Hugh is a fisherman, one of those guys with a special relationship to the sea. But his fate is altered one afternoon when his wife Maryanne picks up the mail. In it is an envelope for him, and one for her. Maryanne’s envelope tells her she’s pregnant; Hugh’s delivers the news that his mother is dead, drowned in the sea he loves so much. Facing foreclosure and ruin, Hugh loses his mind in grief, jeopardizing his marriage, his unborn child, and his home. And along the way, he takes out his pain on the wife and the sea, with results that could see them all joining his mother in the afterlife quite soon.

THAT SALTY AIR is Sievert’s debut graphic novel, and to be blunt, it reads like it. There are certainly some things to appreciate about his efforts here; he’s a lovely artist, and his passion for the water comes through to the reader quite vividly. But the book is riddled with problems it can’t overcome.

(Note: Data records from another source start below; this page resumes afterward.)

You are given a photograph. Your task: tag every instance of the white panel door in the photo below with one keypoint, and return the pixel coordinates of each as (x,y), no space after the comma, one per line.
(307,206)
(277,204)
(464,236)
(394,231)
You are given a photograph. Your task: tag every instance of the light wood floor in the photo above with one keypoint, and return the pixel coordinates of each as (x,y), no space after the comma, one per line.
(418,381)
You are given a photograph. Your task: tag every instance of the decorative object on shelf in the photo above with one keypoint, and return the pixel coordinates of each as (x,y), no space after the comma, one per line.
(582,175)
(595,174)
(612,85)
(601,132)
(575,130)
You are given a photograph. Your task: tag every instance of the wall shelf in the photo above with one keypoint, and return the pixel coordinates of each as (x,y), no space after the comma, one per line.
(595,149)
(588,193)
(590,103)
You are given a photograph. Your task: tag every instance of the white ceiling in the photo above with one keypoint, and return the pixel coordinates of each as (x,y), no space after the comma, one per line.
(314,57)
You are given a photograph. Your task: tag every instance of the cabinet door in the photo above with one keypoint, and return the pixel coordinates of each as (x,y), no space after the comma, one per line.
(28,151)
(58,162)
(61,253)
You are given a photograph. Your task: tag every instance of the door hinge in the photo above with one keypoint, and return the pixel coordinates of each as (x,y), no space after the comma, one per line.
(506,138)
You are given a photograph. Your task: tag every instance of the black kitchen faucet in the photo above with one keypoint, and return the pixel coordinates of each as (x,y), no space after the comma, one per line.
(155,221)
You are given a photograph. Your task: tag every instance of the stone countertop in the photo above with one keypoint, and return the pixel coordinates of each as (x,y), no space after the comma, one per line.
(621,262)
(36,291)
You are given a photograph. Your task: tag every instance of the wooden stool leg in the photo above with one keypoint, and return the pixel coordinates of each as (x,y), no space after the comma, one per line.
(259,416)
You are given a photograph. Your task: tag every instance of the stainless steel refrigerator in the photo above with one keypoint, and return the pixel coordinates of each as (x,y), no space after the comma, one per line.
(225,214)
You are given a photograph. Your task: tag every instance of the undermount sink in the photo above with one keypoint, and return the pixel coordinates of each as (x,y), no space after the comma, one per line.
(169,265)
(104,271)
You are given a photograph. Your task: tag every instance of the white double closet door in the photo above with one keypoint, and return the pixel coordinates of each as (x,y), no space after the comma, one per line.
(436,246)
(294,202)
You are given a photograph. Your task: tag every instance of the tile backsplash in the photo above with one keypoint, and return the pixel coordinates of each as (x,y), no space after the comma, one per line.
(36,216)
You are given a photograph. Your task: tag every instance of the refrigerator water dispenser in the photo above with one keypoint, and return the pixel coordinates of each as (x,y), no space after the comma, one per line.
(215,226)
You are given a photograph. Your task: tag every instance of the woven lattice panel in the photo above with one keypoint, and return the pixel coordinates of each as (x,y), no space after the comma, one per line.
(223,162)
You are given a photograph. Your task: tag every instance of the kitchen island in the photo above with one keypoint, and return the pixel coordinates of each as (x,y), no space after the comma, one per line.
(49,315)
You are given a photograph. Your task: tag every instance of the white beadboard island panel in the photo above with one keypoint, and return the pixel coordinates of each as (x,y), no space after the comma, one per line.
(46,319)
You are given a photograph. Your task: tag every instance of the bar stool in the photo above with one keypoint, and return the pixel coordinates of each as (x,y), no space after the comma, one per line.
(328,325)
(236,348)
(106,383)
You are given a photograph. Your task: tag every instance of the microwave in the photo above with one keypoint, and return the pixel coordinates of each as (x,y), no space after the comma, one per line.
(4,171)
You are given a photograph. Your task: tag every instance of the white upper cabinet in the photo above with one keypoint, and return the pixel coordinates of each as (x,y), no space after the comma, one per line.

First among those is Hugh. Hugh is an uncommunicative jackass, and he’s a dick from the first time he speaks to his wife until the end. Not once did I feel any sympathy or sadness for his loss, never caring about him in the slightest. Issue two is the pacing of the story; to use the word “glacial” would be putting a cherry on it. In this 112-page graphic novel, there’re about 40 pages of story. I was able to skip multiple pages at a time while he digressed to drawing the sea’s bottom and some fish. The other issue is Maryanne; you like and feel for her right away, but even then, she makes some seriously stupid decisions for a woman carrying an unborn child. That’s compounded by the fact that she has to make those decisions in order for the plot to be served and give Sievert his ending… telling you that the author put aside story and character logic and didn’t get to the natural ending, but a forced one.

Sievert has some talent, and he may have a great graphic novel in him, but unfortunately, THAT SALTY AIR isn’t that book.